E sì che gli ingredienti per il sospetto e il film di spionaggio ci sono tutti: dal rendez-vous in un luogo solitario alla consegna di foto e negativi (piacevolmente vintage), alle attività misteriose che si svolgono in zone off-limits. E c’è la tensione – difficile da smontare soprattutto nel vecchio, e che cede soltanto di fronte al ridicolo: il suo alzare la voce per procurarsi autorità rischia di farne lo zimbello della trattoria, l’ilarità della ragazza è autentica e, ciliegina sulla torta, lui non ha i soldi per pagare il conto. Risibilità di angosce e sospetti, anticipata dalla pistola ad acqua che si era messo in tasca e proprio qui riemerge.
Così sono il riso e l’ironia che smontano tutto e risolvono il caso. L’ironia di quando diventiamo spettatori di noi stessi, come il mare è lo spettatore lontano e divertito di questa fiaba.

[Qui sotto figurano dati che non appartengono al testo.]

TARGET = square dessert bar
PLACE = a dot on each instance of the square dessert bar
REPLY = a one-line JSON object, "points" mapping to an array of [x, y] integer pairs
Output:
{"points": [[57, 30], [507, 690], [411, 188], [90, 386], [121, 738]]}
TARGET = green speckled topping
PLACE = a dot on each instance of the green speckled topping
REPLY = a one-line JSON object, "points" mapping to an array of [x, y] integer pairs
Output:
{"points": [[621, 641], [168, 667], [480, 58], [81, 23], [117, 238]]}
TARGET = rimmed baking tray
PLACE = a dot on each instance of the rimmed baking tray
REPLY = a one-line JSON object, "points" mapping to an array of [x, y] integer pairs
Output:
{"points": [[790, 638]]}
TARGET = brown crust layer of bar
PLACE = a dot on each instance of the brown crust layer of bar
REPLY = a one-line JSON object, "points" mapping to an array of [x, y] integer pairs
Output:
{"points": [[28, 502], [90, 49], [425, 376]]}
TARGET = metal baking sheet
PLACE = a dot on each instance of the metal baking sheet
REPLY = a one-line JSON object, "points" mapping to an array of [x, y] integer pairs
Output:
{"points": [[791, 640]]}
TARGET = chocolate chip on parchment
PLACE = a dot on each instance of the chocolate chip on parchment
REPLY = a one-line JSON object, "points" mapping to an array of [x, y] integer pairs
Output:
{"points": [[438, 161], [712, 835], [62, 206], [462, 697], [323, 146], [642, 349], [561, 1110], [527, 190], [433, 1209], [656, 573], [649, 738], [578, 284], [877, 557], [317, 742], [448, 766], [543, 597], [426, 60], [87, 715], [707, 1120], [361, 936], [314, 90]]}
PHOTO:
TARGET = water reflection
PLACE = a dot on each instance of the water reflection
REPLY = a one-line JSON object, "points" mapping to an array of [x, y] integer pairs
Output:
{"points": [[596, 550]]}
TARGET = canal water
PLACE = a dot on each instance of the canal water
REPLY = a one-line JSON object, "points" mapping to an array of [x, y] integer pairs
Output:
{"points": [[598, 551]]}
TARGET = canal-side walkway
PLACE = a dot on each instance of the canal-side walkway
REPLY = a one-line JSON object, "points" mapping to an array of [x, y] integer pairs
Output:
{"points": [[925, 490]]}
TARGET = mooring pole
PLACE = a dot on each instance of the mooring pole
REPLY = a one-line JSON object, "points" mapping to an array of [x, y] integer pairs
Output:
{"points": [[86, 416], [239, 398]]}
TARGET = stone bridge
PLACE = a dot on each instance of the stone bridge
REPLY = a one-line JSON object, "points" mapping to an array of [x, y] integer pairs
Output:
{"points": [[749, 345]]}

la pistola ad acqua, “- come la margherita dalla pistola di un clown” e le oscure trame, immaginate ora dal vecchio ora dalla ragazza, risultano come una parodia , filtrata dallo sguardo distaccato e divertito del mare, della strabordante narrativa e cinematografia spy story…Grazie Elena per averlo evidenziato. Si’, anche l’autoparodia è presente, riflettendo sul finale del racconto cosi’ sfacciatamente felice…d’accordo una fiaba, ma oggi troppo sognare fa rima con ingannare(…si), in un certo senso. Ma poi si parla di fiori-bambine, dal volto umano e, riguardo a questa “magica” metamorfosi, mi risulta gradita l’osservazione di Crisiana: “…una comprensione profonda del rispecchiamento tra vita umana e vegetale”, poco al presente, ma forse un giorno quando
abbandoneremo il nostro esasperato antropocentrismo, ci rifletteremo ( o identificheremo?) con la natura, salvando anche la cultura…ma questa sarebbe fantascienza…Grazie
Elena Grammann smonta i meccanismi della fiaba: il finto e l’intenzione, tra sospetto e disinteresse per la vera condizione di un vecchio e di una ragazza, con il loro “costrutto” personale, cura della serra e studi/amore per gli stessi fiori e rinnovamento del mercato. Quindi, a essere realisticamente “narrativi”, tutto va bene, la conciliazione conclude. Resta (perché sono immersa in un naturalismo de-forme e non beato) il nostro appartenere alla natura, speranzosi in accoglienza, ma non recepiamo ormai una stessa culla naturale della terra. Che ne sappiamo cosa vuol dire vivere, e morire, in una prospettiva cosmica?